# northman plow



## rspiper63 (Oct 10, 2009)

Can anybody tell me where i can find a dealership, I have a northman plow, I,m able too raise and lower it, But it will only angle to the right, I cant get it too angle to the left. Do you think its a electrical problem or hydraulic hoses cross????? Any info will be greatly appreciated.  Thanks


----------



## wild bill (Feb 10, 2007)

*plow*

you might try these guys http://www.lamperthitch.com/prodDetail.cfm/321362,Northman 2300 Snowplow
http://www.lcltruckequipment.com/northman.html
other wise i dont know they went out of business several year's ago and were bought and the new company was trying to come out with a new line of plow's .

i used to be able to buy from the new company were i used to work ,you might give them a call and see if they can be contacted yet .quad city spring 309-762-2956 i dont know were you are located ,but give them a try .:salute:


----------



## deadhead (Aug 18, 2009)

Try to switch the wires on your left/right angle , this should help identify the entegrity of the switch,see if itis good in the other position, or check for continuity with an ohm meter at the switch, should be open in the center and have a reading when the switch and the meter are on the same side of the switch. If that don,t work follow your wires to the pump (probably color coated) find the correct solenoid, try to apply 12V to the solenoid, see if it work either way. by doing this you will check the switch,wiring integrity from switch to solenoid, the solenoid and pump operation.
Sales Linco Equipt.
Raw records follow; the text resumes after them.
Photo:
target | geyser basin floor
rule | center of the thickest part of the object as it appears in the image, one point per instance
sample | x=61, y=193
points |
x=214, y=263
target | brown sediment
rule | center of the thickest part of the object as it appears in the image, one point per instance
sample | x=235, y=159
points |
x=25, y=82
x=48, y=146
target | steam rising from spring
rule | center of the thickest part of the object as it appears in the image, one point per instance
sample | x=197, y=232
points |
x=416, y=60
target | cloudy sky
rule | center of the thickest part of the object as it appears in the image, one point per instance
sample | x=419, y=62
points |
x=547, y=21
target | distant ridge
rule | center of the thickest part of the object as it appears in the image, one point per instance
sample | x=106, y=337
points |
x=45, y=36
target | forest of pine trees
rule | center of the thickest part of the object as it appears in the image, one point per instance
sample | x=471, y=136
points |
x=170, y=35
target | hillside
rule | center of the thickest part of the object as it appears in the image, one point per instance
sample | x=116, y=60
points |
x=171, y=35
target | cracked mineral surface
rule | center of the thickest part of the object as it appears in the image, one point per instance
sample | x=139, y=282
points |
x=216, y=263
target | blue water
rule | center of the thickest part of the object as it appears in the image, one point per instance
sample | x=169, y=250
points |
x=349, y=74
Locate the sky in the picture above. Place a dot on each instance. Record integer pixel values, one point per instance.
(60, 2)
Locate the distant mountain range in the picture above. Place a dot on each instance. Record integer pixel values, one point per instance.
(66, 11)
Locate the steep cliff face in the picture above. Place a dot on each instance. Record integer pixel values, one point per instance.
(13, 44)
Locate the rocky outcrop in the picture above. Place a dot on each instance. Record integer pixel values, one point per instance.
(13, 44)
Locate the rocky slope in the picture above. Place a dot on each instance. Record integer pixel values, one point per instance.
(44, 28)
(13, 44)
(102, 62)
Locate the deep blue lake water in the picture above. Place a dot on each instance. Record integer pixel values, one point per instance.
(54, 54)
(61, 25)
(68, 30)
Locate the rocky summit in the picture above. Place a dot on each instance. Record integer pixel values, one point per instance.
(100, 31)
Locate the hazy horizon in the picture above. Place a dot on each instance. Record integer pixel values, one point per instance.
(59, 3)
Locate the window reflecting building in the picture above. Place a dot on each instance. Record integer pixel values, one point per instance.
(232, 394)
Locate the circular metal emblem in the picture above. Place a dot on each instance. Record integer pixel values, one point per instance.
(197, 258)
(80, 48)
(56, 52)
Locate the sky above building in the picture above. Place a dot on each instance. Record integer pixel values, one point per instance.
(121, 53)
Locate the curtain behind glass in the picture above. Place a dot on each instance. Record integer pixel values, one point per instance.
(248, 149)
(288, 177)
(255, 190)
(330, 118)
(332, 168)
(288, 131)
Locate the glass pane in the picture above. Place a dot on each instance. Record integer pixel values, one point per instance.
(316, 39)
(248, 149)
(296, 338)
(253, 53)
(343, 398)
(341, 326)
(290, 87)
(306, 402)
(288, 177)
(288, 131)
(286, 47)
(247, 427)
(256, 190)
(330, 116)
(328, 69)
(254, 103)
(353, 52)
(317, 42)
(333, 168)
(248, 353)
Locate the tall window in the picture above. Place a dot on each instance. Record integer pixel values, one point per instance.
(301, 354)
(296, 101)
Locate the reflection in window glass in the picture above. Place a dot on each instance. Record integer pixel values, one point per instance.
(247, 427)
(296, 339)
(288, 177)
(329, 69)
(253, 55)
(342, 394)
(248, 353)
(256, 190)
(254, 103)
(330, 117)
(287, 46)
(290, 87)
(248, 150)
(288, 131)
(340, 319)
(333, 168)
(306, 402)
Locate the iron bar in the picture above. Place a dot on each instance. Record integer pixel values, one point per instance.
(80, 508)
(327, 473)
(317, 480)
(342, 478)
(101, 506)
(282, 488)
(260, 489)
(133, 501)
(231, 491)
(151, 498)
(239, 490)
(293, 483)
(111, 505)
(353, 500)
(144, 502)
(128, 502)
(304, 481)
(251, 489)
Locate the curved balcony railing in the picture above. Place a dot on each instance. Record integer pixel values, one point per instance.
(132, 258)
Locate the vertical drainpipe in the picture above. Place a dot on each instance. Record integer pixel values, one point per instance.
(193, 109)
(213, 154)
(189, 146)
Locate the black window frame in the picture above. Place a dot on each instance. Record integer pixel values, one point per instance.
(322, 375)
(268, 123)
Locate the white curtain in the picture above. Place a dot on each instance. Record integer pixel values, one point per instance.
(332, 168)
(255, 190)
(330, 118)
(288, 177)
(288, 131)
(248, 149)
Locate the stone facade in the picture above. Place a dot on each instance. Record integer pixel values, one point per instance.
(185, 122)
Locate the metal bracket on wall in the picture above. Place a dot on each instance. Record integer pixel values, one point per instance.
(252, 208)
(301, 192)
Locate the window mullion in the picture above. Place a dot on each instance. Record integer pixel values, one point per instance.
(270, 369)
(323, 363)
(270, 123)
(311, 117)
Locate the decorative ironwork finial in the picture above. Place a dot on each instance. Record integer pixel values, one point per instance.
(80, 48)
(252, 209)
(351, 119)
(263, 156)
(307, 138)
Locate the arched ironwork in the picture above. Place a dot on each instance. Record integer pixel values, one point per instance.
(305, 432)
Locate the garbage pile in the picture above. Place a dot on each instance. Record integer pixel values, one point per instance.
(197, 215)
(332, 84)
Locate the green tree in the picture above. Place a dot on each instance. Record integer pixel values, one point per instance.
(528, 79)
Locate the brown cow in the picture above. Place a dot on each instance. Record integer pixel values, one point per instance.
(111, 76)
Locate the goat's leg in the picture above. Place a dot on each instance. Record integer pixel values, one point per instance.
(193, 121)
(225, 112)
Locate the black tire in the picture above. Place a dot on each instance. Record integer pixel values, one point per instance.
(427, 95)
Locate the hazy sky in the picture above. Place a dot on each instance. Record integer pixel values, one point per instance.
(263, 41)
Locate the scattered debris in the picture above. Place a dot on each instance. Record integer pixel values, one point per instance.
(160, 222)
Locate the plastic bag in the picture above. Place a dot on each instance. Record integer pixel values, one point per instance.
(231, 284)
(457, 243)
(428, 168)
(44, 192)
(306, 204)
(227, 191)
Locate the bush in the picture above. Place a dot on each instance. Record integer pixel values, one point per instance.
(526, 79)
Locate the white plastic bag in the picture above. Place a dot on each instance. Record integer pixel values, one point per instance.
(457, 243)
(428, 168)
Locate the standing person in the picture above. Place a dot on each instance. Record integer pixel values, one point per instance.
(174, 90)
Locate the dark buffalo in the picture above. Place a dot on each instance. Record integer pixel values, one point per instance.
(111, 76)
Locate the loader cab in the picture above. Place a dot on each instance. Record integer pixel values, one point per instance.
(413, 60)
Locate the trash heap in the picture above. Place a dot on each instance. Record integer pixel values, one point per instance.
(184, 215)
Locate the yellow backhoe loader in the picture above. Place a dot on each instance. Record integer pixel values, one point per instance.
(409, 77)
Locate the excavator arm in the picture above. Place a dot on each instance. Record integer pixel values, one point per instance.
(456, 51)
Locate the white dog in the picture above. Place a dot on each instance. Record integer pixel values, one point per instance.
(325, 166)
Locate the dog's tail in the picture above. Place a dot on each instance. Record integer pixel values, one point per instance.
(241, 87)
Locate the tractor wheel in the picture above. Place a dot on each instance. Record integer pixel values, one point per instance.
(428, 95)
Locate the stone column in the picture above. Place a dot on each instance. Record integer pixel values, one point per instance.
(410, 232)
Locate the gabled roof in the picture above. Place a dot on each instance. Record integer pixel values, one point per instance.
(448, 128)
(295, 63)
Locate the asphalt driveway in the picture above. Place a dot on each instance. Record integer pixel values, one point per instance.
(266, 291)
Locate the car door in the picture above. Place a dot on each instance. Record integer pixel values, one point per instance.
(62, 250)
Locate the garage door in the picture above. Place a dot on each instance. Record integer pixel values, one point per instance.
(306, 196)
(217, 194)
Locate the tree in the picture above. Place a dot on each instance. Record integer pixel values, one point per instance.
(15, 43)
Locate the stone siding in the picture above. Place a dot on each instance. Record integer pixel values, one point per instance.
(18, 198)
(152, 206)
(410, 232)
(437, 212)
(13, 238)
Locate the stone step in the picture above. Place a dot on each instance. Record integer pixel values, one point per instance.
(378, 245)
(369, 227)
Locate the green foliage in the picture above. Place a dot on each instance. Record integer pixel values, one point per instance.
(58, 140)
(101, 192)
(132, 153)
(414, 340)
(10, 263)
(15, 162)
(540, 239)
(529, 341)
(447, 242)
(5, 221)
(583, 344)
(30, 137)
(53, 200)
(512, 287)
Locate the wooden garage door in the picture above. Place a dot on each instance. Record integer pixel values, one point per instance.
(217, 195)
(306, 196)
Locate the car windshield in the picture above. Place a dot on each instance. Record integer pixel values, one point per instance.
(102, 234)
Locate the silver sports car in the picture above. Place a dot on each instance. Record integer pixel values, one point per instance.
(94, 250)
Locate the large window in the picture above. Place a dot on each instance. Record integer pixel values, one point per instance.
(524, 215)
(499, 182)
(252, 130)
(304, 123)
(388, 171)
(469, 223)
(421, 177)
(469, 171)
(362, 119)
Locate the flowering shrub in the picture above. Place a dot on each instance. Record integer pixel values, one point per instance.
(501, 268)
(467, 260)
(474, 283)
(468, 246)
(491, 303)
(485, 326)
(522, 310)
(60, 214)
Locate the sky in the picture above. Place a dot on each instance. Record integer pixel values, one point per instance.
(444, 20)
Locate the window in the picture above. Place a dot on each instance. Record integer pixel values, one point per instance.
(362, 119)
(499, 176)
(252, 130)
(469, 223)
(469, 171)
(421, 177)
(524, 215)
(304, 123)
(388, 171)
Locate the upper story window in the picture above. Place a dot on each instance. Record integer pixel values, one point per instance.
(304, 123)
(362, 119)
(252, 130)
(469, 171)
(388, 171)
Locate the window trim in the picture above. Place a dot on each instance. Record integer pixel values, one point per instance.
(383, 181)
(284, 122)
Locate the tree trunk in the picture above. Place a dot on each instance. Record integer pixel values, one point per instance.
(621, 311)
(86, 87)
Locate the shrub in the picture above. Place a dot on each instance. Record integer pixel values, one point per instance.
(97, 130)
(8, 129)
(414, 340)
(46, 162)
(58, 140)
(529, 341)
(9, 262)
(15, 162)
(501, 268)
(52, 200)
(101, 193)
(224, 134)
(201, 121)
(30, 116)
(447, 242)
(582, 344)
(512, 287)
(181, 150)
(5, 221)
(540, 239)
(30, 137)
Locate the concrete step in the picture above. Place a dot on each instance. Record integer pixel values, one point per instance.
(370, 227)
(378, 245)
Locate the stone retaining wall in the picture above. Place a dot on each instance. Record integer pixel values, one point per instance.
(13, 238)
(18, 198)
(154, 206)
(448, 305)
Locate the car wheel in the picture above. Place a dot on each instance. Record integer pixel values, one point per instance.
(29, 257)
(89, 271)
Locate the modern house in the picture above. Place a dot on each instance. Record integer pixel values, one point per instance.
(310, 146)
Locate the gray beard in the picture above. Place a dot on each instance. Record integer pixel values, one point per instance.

INC El paso, IL ph# 309-527-6455 still in operation a year ago or so.
Number off my Northman Plow Ph# 728-258-0880 Soix City, IA PO Box 1892
Hope this Helps


----------



## rspiper63 (Oct 10, 2009)

Thanks for the info, I,ll check it out tonite when i get home


----------



## Crash935 (Sep 3, 2003)

I dont think Northman is in business any more so your going to have to find someone with left over parts.


----------



## PowerWagon (Aug 31, 2006)

I still use an NorthMan snow plow.. it still works.. 
I used an motor off an Fisher snow plow it bolts up right but run wrong way, took motor apart turn wires around inside and it run right. 

may you want to check wires on the Motor with pump start from there.


----------



## Crash935 (Sep 3, 2003)

PowerWagon;826015 said:


> I still use an NorthMan snow plow.. it still works..
> I used an motor off an Fisher snow plow it bolts up right but run wrong way, took motor apart turn wires around inside and it run right.
> 
> may you want to check wires on the Motor with pump start from there.


If it raises the pump is spinning the right way.

Try what deadhead said, switch hoses, switch the wires to the angle valve.

Could be anything from a bad controller, bad wire, bad valve, bad coil, bad hose, bad cylinder. Just have to go through the process of elimination.


----------



## basher (Nov 13, 2004)

Try Nick(nbenallo33) here on the site, they use to sell Northman.


----------